Im darauf folgenden regionalen Quiz musste der 1. Vorsitzende Werner Gemmecker innerhalb von 60 Sekunden fünf schwierige Fragen (multiple choice) beantworten. „Wie viel offizielle Bienenmuseen gibt es in Hessen?“, „Wie hoch ist der pro Kopf Verbrauch an Honig in Deutschland?“, „Wie viele Bienenvölker gibt es in Deutschland?“, „Wie heißt das diesjährige Motto des Deutschen Imker Bundes?“ und „Wann wurde Kirchhain erstmalig urkundlich erwähnt?“
Bei der Radioaufgabe kam der Stadtverordnetenvorsteher Willibald Preis zu Wort. Er erklärte in radiofoner Form wie der Kirchhainer Stadtteil Himmelsberg zu seinem Namen kam. Dabei kam dem Imkerverein die historische Genauigkeit, Kreativität, Witz und Charme des Kirchhainer Stadtverordnetenvorstehers zu Gute. Der Imkerverein erhielt hier ebenfalls die maximal zu erreichende Punktzahl.

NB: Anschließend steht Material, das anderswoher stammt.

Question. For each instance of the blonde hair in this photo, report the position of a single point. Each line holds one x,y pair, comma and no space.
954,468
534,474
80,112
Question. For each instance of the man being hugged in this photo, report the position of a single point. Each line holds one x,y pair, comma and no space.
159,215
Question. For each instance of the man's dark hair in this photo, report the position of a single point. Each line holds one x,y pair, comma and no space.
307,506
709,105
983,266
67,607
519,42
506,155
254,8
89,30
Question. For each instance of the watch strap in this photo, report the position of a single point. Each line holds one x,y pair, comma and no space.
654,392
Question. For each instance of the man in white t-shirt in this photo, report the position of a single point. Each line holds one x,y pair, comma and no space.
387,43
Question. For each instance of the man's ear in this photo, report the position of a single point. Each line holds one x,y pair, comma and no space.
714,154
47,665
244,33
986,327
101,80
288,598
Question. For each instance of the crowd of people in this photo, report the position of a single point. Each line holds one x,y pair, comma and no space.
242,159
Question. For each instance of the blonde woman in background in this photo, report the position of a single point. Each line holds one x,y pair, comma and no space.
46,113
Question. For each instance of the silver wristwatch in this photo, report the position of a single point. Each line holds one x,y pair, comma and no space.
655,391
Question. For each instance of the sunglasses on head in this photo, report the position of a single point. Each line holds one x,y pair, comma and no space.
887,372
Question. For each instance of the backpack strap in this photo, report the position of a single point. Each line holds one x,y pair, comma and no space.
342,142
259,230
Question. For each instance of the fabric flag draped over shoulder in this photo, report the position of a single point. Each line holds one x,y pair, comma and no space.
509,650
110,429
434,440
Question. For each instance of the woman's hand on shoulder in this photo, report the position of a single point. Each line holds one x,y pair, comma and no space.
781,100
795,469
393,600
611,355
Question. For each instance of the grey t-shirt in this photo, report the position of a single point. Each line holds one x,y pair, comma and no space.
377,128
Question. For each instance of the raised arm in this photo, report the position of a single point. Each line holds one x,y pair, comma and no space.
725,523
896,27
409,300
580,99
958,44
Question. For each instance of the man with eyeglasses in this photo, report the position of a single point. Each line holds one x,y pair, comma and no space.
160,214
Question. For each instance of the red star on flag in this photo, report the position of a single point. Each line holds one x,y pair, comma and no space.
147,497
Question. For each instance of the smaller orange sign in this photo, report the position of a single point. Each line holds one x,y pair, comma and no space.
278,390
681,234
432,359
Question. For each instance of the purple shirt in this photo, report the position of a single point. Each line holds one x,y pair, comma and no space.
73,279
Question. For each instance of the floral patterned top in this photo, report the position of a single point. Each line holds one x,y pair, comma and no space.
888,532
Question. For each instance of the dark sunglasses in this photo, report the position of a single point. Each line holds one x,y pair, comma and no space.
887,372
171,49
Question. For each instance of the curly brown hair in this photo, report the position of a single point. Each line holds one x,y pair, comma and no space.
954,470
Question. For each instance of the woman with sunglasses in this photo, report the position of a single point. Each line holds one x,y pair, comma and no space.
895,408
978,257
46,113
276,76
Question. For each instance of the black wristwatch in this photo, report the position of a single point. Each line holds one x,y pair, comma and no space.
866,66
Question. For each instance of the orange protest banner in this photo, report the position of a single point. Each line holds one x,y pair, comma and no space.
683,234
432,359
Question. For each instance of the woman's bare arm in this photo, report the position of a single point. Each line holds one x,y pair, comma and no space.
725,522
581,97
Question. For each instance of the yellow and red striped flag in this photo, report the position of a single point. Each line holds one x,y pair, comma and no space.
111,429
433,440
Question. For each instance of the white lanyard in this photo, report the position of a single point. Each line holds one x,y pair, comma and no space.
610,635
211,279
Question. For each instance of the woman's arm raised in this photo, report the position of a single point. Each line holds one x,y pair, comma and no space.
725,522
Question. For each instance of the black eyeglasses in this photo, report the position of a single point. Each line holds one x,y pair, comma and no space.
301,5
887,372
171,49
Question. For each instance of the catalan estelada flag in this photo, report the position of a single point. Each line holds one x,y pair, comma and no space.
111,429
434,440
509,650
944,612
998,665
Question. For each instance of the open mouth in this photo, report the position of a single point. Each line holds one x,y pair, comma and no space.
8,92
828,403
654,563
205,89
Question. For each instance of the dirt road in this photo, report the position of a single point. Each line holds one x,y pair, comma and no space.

Zwischendurch feuerten die zahlreich angereisten Gäste die Mitglieder des Kirchhainer Imkervereins immer wieder enthusiastisch an.
Ein neues Element der hr4-Vereinssendung ist die Konditionsaufgabe, mit der die Vereine innerhalb von 60 Minuten auf dem Stepptrainer so viele Kalorien wie möglich verbrennen sollen, um damit Punkte sammeln zu können.
Das gesamte hr4-Team, die anwesenden Gäste und Radiohörer staunten anschließend nicht schlecht als unter dem Motto „Stepp die Kalorie“ vorrangig Harald Eucker, Stefan Eucker und Rainer Feußner von der Freiwilligen Feuerwehr Himmelsberg sowie Florian Neubauer aus Homberg und Hans Diehl aus Mardorf zwei vorhandene Stepper in weniger als 60 Minuten zu „Schutt und Asche“ traten. „In 5-jähriger hr4-Sende-Ausstrahlung ist dies bisher noch nicht vorgekommen“, so der Kommentar des sichtlich genervt und verzweifelt wirkenden Regieleiters Engel. Es erübrigt sich von selbst, dass der Verein durch diese geballte und durchtrainierte „Men-Power“ eine sensationelle und fast unüberwindbare Punktzahl gutgeschrieben bekam.
Gegen Ende des Programms wurde das Ergebnis aus richtig beantworteten Fragen und gelösten Aufgaben zusammengezählt. Wer im kommenden Jahr Sieger beim „Verein des Jahres 2009“ wird, kann sich auf einen vierstelligen Geldbetrag freuen. Soweit denken die Imkerinnen und Imker aber noch nicht. „Wer sich von der Begeisterung für die Bienen anstecken lässt, findet in der Imkerei als Hobby eine faszinierende, entspannende und erholsame Freizeitbeschäftigung. Groß der Nutzen – persönlich, gesellschaftlich und für die Natur. Bei dieser „hr4-Live-Sendung“ steht für uns Imkerinnen und Imker in erster Linie die Öffentlichkeitsarbeit im Mittelpunkt.“ so der 1. Vorsitzende Werner Gemmecker.